England, on the other hand, is winning me over slowly but surely (not that, of course, I had any doubts it would, thanks to the Bronte sisters). The trees at Falmer have now been stripped of every single leaf, bare arms reaching upwards, silhouetted starkly in the light cast by the streetlamps that are on almost all day. Past midnight, a single star climbs up into the sky and shines softly through the branches, sometimes accompanied by a thinly-veiled moon. It has become a ritual of sorts for me to look for them, make sure they are safely up there, before I snuggle into bed. Can I confess that I feel a little disappointed when they play truant? I still have the trees for company though, and that’s a comfort.

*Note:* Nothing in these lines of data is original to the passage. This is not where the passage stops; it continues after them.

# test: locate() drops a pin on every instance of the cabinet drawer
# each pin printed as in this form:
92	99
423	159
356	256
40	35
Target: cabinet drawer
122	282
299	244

I‘m quite sure of what I‘ve been fearing and dreading: I’ve lost my heart to this little village, and I’m not relishing the prospect of leaving it. It is perhaps too early to worry about pangs of separation, but I sometimes hope that it’ll temper my ecstasy and make me level-headed; not that there is much hope of my being entirely practical, because you have to be born grown up not to appreciate the little delights that are thrown at you even when you’re in your most unsuspecting, indifferent state. That I live in an English village with pastures and brick houses, am buffeted by cold winds on rainy mornings when I walk to university, and am likely to have one of my wildest hopes turn into reality very soon, should be proof enough that dreams come true. It would be rather silly, then, to try and ruin my enjoyment of things with caution; I’ll only have to choose carefully what I want to wish for, and it’s a dilemma I can live with.